Date: July 8th, 2018
Kubernetes Version: v1.11.0
Reading logs is part of an essential toolkit that is needed to debug a Kubernetes cluster.
Kubernetes logging
There are generally only two methods needed to find Kubernetes logs, systemd and docker. You will have to identify what is managing the service you're interested in and then know how to extract logs from that manager. For example, you need to know how to read systemd logs if the kubelet is managed by systemd.
systemd logs
Logs for services running on systemd can be viewed with journalctl. Here is an example reading logs of the kubelet, a service generally run through systemd:
journalctl --unit kubelet
If you are using a different service manager, please consult the documentation for how to extract logs for your particular service manager.
Docker logs
Control plane components can be managed by the kubelet using static pods.

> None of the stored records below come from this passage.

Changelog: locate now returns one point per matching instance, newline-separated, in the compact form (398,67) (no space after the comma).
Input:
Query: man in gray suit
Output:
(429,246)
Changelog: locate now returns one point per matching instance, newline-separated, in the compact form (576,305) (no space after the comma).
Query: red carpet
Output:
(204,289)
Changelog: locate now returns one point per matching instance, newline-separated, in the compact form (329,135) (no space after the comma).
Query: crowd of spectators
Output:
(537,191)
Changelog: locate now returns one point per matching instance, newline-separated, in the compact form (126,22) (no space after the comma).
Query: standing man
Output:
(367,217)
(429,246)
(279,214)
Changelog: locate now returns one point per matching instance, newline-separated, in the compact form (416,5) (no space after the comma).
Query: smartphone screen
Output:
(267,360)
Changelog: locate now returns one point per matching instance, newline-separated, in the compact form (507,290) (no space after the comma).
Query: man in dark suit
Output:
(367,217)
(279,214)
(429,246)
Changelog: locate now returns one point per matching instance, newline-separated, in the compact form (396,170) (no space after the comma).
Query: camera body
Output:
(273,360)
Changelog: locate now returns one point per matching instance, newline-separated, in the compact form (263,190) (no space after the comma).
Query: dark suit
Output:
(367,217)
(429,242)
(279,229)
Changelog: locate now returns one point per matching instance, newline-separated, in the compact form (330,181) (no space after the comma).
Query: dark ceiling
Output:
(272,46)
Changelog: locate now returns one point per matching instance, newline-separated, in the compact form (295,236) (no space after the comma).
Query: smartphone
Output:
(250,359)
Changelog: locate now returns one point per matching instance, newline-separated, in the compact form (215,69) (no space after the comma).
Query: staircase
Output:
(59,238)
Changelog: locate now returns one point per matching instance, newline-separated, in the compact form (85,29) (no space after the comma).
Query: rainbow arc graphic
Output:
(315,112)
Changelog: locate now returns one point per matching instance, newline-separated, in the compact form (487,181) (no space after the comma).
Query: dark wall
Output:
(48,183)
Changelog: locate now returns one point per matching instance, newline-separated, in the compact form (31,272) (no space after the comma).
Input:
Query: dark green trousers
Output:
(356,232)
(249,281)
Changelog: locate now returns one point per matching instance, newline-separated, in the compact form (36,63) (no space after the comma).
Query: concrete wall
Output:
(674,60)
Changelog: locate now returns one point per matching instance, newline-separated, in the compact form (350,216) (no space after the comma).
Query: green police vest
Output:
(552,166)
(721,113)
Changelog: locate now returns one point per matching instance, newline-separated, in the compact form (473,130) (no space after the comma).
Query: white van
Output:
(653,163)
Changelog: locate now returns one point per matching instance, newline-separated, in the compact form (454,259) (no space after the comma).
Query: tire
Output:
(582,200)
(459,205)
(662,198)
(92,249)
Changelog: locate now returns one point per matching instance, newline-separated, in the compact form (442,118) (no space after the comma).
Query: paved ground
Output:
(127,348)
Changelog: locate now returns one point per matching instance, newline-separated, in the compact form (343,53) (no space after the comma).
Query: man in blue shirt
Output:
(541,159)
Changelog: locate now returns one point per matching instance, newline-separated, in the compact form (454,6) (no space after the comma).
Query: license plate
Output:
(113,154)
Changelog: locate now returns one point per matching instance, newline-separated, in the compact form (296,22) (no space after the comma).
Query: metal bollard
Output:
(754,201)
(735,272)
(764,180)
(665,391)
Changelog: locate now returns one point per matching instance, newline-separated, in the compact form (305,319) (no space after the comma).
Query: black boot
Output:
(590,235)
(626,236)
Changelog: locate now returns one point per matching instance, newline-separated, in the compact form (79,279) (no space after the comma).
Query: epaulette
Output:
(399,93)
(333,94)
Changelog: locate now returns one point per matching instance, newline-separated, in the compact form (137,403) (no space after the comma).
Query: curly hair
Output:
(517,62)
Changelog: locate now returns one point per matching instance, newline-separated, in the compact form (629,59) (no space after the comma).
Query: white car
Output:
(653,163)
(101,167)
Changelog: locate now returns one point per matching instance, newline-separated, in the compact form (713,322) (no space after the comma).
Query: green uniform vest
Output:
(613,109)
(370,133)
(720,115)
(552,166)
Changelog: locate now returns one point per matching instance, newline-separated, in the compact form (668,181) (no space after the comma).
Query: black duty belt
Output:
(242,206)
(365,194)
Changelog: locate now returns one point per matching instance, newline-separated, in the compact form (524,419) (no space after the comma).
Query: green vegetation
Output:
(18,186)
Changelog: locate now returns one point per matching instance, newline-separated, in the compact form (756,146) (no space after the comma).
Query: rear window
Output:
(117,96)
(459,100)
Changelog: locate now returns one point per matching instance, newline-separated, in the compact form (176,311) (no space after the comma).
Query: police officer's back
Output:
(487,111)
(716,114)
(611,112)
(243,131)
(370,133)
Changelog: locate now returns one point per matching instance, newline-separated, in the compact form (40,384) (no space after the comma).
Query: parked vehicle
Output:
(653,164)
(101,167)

You can get their logs through kubectl logs <podname>
or if you are on the node where the static pod is running you can access the docker logs directly:
docker logs <container_id>
This is good for cases when the kube-apiserver is not working and therefore kubectl
commands are not working.
Learning to read logs
Get your bearings
Get your bearings by reading logs from a fully functional Kubernetes cluster. You'll get a glimpse into what the component is doing as well as familiarize yourself with log lines that can be ignored which will help you notice lines that might contain useful debugging information.
Don't be afraid to dig into the source code and see where each log line is coming from. Kubernetes code search is really good for this. Copy and paste parts of the log line until you get some hits and read the surrounding code. You could even use these log lines as the starting point for the strategies I outline in my Learning the Kubernetes codebase post to gain a very deep understanding of the component.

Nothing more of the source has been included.